University Students' Sexual Health Knowledge: A Scoping Literature Review

Christine Cassidy, Janet Curran, Audrey Steenbeek, Donald Langille

Abstract


Sexual health plays an important role in the well-being of university students. The literature shows that the majority of university undergraduates are sexually active and at high risk of contracting sexually transmitted infections (STIs); however, the breadth and degree of the literature on their sexual health knowledge is unclear. The purpose of this scoping review was to gain a deeper understanding of the state of research on the sexual health knowledge of university/college students globally.
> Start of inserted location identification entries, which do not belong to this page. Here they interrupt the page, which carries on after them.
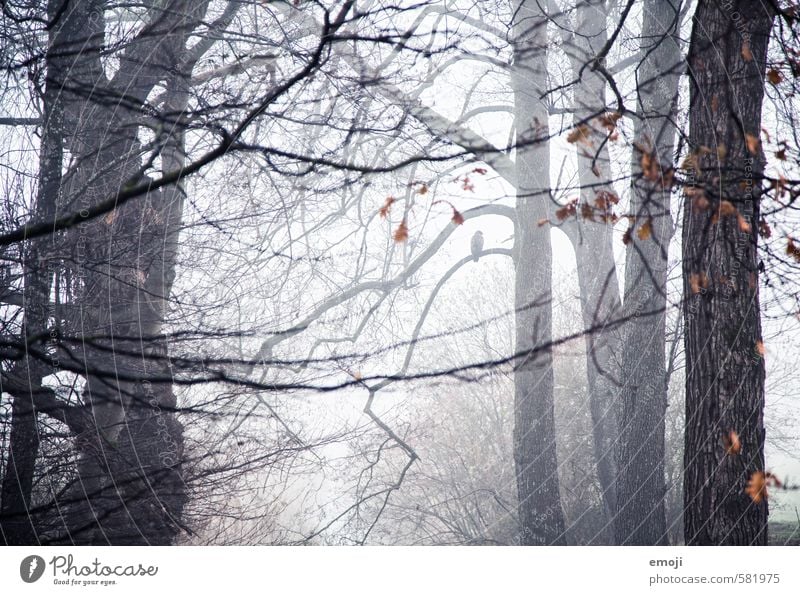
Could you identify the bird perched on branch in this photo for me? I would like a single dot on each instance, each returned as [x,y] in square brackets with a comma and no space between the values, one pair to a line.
[477,245]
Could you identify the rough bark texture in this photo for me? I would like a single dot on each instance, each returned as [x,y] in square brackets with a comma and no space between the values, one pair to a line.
[592,238]
[114,282]
[725,371]
[640,452]
[540,512]
[24,381]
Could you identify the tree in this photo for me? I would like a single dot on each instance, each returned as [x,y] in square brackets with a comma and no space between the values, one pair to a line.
[724,359]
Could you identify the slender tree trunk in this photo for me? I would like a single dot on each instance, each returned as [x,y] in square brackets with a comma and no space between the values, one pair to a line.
[725,370]
[592,238]
[641,487]
[24,380]
[540,512]
[130,488]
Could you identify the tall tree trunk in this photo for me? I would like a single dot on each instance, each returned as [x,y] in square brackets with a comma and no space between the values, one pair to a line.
[540,512]
[130,488]
[24,380]
[640,454]
[725,372]
[592,238]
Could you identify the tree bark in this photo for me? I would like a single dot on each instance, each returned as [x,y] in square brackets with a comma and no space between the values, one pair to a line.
[592,238]
[24,380]
[640,452]
[540,512]
[725,369]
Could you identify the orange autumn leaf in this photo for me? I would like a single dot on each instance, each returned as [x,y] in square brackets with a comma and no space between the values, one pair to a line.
[726,208]
[752,143]
[746,53]
[567,210]
[579,134]
[387,206]
[698,282]
[792,250]
[626,237]
[774,76]
[744,226]
[645,231]
[401,233]
[757,487]
[732,443]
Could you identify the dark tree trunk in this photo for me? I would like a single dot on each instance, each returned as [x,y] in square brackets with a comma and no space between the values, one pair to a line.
[24,380]
[725,371]
[540,512]
[640,451]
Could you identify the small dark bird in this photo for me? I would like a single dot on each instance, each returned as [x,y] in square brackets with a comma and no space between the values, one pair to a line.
[477,245]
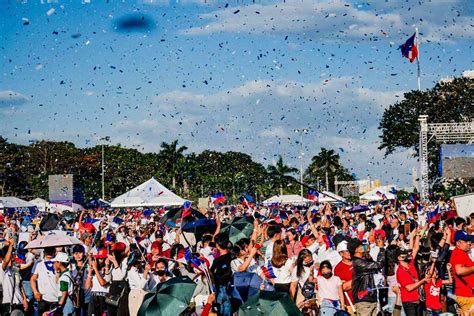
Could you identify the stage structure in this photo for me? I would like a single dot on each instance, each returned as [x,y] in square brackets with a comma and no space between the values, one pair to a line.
[461,132]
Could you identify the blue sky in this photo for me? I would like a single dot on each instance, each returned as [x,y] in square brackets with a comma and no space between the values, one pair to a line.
[240,76]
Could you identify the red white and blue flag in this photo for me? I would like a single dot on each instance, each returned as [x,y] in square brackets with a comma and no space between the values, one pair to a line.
[186,209]
[313,195]
[268,271]
[409,49]
[381,194]
[218,198]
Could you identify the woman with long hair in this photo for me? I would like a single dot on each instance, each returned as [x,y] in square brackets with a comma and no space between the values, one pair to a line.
[282,267]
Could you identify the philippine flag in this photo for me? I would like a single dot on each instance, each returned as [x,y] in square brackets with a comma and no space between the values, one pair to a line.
[218,198]
[313,195]
[409,49]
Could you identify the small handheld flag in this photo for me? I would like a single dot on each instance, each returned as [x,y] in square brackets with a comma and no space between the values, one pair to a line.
[218,198]
[268,271]
[186,209]
[409,49]
[313,195]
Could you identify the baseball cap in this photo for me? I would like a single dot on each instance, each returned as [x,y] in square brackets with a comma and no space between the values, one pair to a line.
[462,235]
[61,257]
[342,246]
[120,246]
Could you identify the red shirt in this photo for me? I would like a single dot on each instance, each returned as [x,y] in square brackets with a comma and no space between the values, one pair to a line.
[432,294]
[406,277]
[344,272]
[462,286]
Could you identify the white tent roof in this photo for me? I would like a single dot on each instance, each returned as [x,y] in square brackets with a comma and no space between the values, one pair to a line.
[286,199]
[373,196]
[330,197]
[148,194]
[40,204]
[58,207]
[14,202]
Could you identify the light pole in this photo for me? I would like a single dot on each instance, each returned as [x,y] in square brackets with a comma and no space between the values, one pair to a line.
[106,138]
[301,132]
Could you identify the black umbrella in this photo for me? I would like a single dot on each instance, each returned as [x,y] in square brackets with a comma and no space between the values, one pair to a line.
[174,214]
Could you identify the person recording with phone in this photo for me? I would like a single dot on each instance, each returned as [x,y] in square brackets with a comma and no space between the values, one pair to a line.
[364,268]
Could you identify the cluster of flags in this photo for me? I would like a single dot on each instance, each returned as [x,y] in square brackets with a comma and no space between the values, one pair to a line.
[313,195]
[381,194]
[218,198]
[409,49]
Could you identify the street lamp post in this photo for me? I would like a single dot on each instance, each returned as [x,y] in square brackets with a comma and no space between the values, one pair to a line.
[106,138]
[301,132]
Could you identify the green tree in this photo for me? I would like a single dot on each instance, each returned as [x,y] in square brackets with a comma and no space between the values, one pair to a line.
[280,173]
[324,168]
[444,103]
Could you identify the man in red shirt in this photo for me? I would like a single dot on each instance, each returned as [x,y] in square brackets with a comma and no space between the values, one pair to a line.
[409,281]
[344,271]
[463,271]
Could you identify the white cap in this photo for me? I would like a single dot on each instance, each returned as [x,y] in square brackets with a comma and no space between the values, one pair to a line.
[61,257]
[342,246]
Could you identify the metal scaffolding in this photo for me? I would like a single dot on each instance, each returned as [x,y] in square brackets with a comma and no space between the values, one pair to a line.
[444,133]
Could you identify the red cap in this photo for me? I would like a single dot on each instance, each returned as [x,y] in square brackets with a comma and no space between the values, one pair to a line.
[304,240]
[155,245]
[380,233]
[120,246]
[101,254]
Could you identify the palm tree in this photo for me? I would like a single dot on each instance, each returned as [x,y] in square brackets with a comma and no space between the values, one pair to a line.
[280,171]
[326,163]
[171,157]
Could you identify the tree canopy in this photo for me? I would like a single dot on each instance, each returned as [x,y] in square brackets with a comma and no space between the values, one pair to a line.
[24,170]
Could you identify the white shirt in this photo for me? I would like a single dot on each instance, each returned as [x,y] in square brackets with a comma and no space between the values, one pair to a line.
[46,282]
[9,281]
[136,280]
[284,274]
[328,288]
[237,262]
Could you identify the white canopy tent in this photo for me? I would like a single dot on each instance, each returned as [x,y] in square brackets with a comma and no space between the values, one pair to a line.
[148,194]
[58,207]
[376,194]
[292,199]
[12,203]
[41,204]
[329,197]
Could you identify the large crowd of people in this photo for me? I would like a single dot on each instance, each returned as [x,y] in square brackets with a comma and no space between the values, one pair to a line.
[392,258]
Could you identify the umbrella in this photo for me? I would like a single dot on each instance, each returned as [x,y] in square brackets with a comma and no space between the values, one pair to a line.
[169,298]
[359,208]
[52,239]
[247,284]
[199,224]
[174,214]
[238,228]
[269,303]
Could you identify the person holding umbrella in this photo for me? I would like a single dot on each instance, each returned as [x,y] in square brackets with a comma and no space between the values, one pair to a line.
[13,297]
[43,282]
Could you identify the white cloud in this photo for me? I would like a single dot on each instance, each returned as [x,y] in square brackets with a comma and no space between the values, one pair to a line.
[9,98]
[258,117]
[339,20]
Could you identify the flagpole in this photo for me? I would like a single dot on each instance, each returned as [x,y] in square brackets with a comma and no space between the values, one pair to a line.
[418,59]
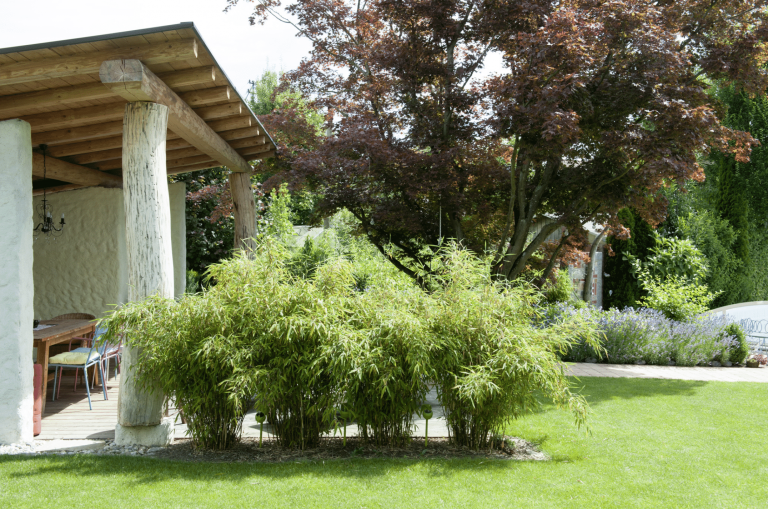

A 5-stage framework was used to guide the review and to characterize the literature on sexual health knowledge. Articles published in English between 2000 and 2014 were reviewed if they included university students as a population of interest and described the methods used to measure sexual health knowledge. Of the 2,386 articles retrieved, 91 met the criteria. The majority of the articles (n = 79) used a cross-sectional design to investigate students' knowledge about HIV/AIDS (n = 45), STIs (n = 23), HPV (n = 9), and contraception (n = 24). The review highlights gaps in the literature and in findings relating to the research dominance of various geographic locations, common research designs, the wide range of measurement tools used, and the variety of sexual health knowledge outcomes of interest. The review provides a useful description of the literature on sexual health knowledge among university/college students and some recommendations for moving the field forward.